El enésimo incidente en el gobierno del presidente Correa, en el que algún ciudadano fue detenido y/o maltratado por miembros de su comitiva luego de insultar aparentemente al mandatario, nos interroga por el sentido de las palabras que decimos. En esta ocasión, el ciudadano involucrado lo llamó “fascista”. Calificamos con este término diferentes conductas o posiciones políticas ligadas al abuso del poder, al autoritarismo y a la intolerancia violenta frente al disenso, pero quizás ignoramos su origen. La palabra fue acuñada por Benito Mussolini en 1919, y proviene del italiano fascio (que quiere decir “grupo”), el cual se deriva del latín fascium que designaba un haz de varas que se usaba en la Roma imperial para azotar criminales y que con el hacha incluida devino símbolo de autoridad de los jueces.

Mussolini inauguró un movimiento que funcionaba mediante la acción de “grupos de combate” (fasci de combatimento) leales que ocupaban y dominaban todas las instancias de la sociedad, la prensa y la maquinaria estatal. Hannah Arendt, filósofa, investigadora y teórica de estos y otros temas, planteaba que el fascismo italiano fue el primero de los “panmovimientos”, como ella denominaba a esos “movimientos totales” que se imponen por encima de todos los partidos y terminan por eliminarlos de la vida política. El fascismo era el “partido por encima de todos los partidos” que prefería funcionar como un “movimiento” porque ello le permitía un mejor manejo y movilización de las masas, sin sujetarse a un régimen de partidos. En un Estado pluripartidista, el Estado está por encima de todos los partidos. En el fascismo, el panmovimiento único equivale al Estado y a la Nación.

El fascismo surgió en la Italia de la primera posguerra mundial, ante el desprestigio del Parlamento y el desencanto de las masas con los viejos partidos, alejados de ellas.

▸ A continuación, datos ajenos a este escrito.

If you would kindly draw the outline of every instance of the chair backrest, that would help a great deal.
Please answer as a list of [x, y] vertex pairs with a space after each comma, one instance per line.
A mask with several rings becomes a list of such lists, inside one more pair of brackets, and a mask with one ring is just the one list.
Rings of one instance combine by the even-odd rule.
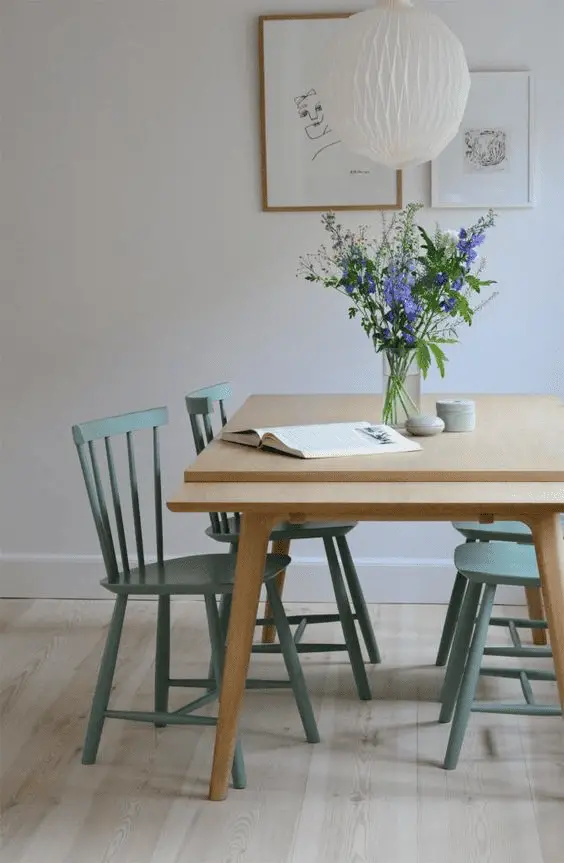
[[[121, 414], [120, 416], [107, 417], [106, 419], [92, 420], [72, 427], [72, 436], [76, 444], [86, 492], [90, 502], [94, 523], [100, 540], [104, 565], [108, 575], [108, 581], [115, 583], [118, 580], [120, 567], [116, 555], [116, 546], [110, 516], [106, 506], [106, 495], [104, 484], [109, 485], [110, 495], [113, 503], [115, 530], [119, 545], [121, 558], [121, 570], [124, 573], [130, 571], [129, 556], [127, 549], [127, 536], [124, 524], [123, 508], [119, 494], [118, 474], [112, 450], [111, 438], [125, 436], [127, 448], [127, 464], [129, 474], [129, 486], [131, 494], [131, 509], [137, 548], [137, 564], [141, 572], [145, 567], [145, 554], [143, 548], [143, 527], [141, 510], [139, 507], [139, 485], [137, 480], [137, 466], [133, 449], [133, 432], [142, 429], [152, 430], [153, 443], [153, 488], [154, 488], [154, 517], [155, 535], [157, 546], [157, 561], [163, 562], [163, 513], [162, 513], [162, 486], [161, 466], [159, 451], [160, 426], [168, 423], [167, 408], [153, 408], [146, 411]], [[96, 452], [96, 441], [104, 441], [105, 458], [100, 462]], [[105, 480], [107, 480], [105, 482]]]
[[[212, 442], [215, 436], [212, 423], [212, 414], [215, 412], [215, 405], [219, 405], [219, 416], [221, 427], [227, 422], [227, 414], [225, 412], [225, 401], [231, 398], [231, 387], [227, 383], [213, 384], [211, 387], [203, 387], [200, 390], [194, 390], [185, 398], [186, 410], [190, 417], [190, 425], [192, 427], [192, 435], [194, 437], [194, 446], [196, 454], [199, 455], [206, 446]], [[228, 515], [226, 512], [210, 512], [210, 522], [214, 533], [229, 533]], [[235, 518], [239, 520], [239, 514], [235, 513]]]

No era de izquierda ni de derecha, solamente “era”, y en tanto “movimiento” apelaba al discurso del caudillo y a la omnipresente propaganda para recrear la ilusión de “estar siempre en marcha”. El fascismo suponía una mistificación del poder, donde su acaparamiento se justificaba como una medida supuestamente necesaria, patriótica y nacionalista. El fascismo, como todo panmovimiento, aborrecía el sistema de clases que los viejos partidos representaban, y proponía una clase única equivalente al Estado y al movimiento del gobierno. Aunque el fascismo no culminaba siempre en totalitarismo, ello podía ocurrir; de hecho, inicialmente Hitler se declaraba admirador de Mussolini, antes de llegar a superarlo.

Mussolini usaba la noción de “Estado corporativo” para desmentir las diferencias de clases y obtener la colaboración de empresarios ilusos que lucraban y creían poder manipularlo. En un manifiesto de la Confederación Fascista de Industriales (Roma, 1939) se lee: “Ningún grupo fuera del Estado ni contra el Estado, todos dentro del Estado que es la nación en sí misma y estructurada”. Aunque el fascismo italiano murió con Mussolini en 1945, los fascismos no han desaparecido. Arendt advirtió en 1948: “Contrastando con los viejos partidos, los movimientos sobrevivieron a la última guerra y hoy son los únicos “partidos” que permanecen con vida y tienen algún significado para sus seguidores”. ¿Qué vigencia tienen estas teorías de Hannah Arendt 60 años después y fuera de Europa?